Per-scene breakdown available in [`reports/results.md`](./reports/results.md). Reproduction instructions in [`reports/reproduce.md`](./reports/reproduce.md).

## 4. Resources

- **Code entry point:** [`code/solver.py`](./code/solver.py) — `def solve(y, mask, dispersion, sigma) -> x_hat`
- **Dependencies:** [`code/requirements.txt`](./code/requirements.txt)
- **Container:** `ghcr.io/pwm-protocol/cassi-gaptv:0.1.0`
- **Compute cost:** ~$0.02 per scene at A100 spot prices (Nov 2025).

## 5. Limitations

- Pure TV prior over-smooths fine spectral textures — neural priors (e.g. MST-L, DGSMP) score 2–4 dB higher.
- Sensitive to dispersion misalignment > 0.5 px.
- Does **not** generalize to grayscale masks or doubly-dispersive CASSI — those need a sibling spec.

## 6. References

- Yuan, X. "Generalized Alternating Projection Based Total Variation Minimization for Compressive Sensing." *ICIP* 2016.
- Chambolle, A. "An Algorithm for Total Variation Minimization and Applications." *J. Math. Imaging Vis.* 20, 89–97 (2004).

---

## File Mapping

| File | Role | How to regenerate |
|------|------|-------------------|
| `solution.md` | Source of truth | Human or LLM |
| `solution.json` | Structured metadata | LLM regenerates from §1 Algorithm, §2 Approach, §3 Self-Reported Performance, §4 Resources |
| `code/solver.py` | Reference implementation | LLM generates from §1 Algorithm + §2 Approach.

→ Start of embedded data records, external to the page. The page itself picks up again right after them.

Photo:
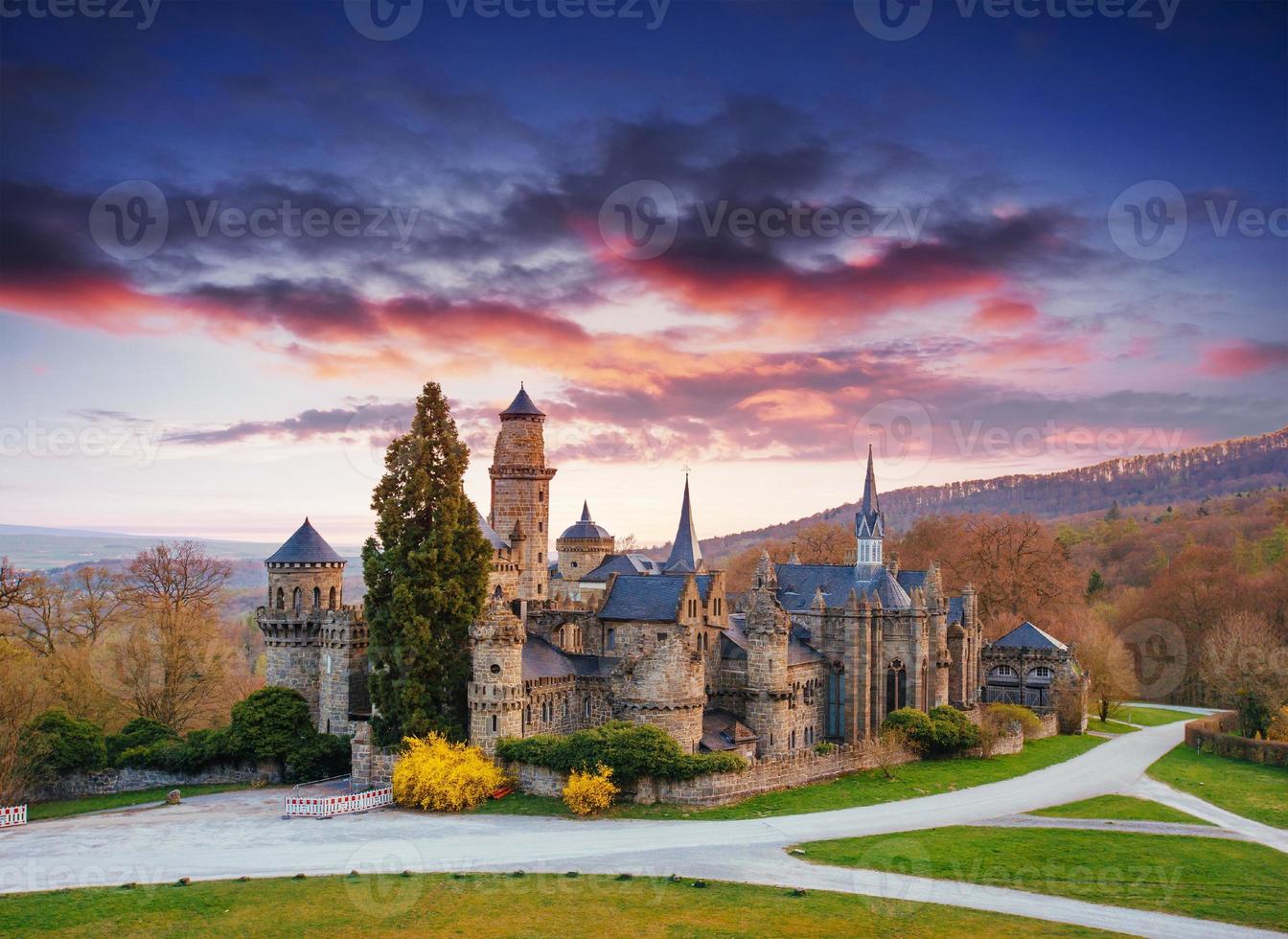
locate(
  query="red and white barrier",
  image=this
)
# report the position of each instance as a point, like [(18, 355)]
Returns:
[(336, 805)]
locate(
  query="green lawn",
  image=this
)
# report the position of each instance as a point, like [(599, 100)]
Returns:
[(1231, 882), (120, 800), (1152, 717), (491, 905), (869, 788), (1246, 789), (1109, 726), (1124, 808)]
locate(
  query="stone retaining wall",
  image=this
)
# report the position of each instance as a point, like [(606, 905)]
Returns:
[(722, 789), (130, 779)]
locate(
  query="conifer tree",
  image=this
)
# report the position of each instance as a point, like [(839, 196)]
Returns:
[(426, 579)]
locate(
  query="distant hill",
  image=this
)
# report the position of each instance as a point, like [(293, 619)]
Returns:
[(1184, 475), (41, 549)]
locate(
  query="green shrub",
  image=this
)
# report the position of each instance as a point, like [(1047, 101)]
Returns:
[(270, 724), (56, 744), (943, 732), (319, 758), (630, 750), (141, 732)]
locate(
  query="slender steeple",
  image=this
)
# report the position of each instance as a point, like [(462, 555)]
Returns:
[(869, 520), (685, 552)]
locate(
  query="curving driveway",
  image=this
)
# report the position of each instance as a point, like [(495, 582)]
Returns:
[(243, 834)]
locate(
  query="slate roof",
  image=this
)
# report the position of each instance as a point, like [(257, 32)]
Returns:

Must expose `solve(y, mask, dispersion, sigma) -> x_hat` |
| `code/requirements.txt` | Python dependencies | LLM lists exact packages used in `solver.py` |
| `reports/results.md` | Per-scene metric breakdown | **Generated by running** `python code/solver.py --benchmark PWM-L3-cassi-kaist-10scenes --report` |
| `reports/reproduce.md` | How a third party verifies the claim | LLM regenerates as a step-by-step recipe matching what was actually run |
| `reports/figures/` | PNG visualizations of reconstructed cubes | Produced by the reproduction run |

**Prompt for your LLM after editing `solution.md`:**

> Read `solution.md`. Regenerate the bundle:
> 1. `solution.json` with schema: `{ id, principle_id, spec_id, benchmark_id, name, algorithm, algorithm_class: "optimization"|"neural"|"hybrid", description, code_entry, container_image, self_reported_metrics: [{metric, value, unit}], resources: {gpu_hours, dollar_cost, dependencies[]}, limitations[], references[] }`
> 2. `code/solver.py` exposing `solve(y, mask, dispersion, sigma) -> x_hat` and matching the algorithm in §1 and §2.
> 3. `code/requirements.txt` with the exact packages used.
> 4. `reports/reproduce.md` with step-by-step verification instructions.
>
> Output each file in its own fenced block tagged with the filename so I can save them.
> Do **not** fabricate `reports/results.md` numbers — those must come from actually running the solver.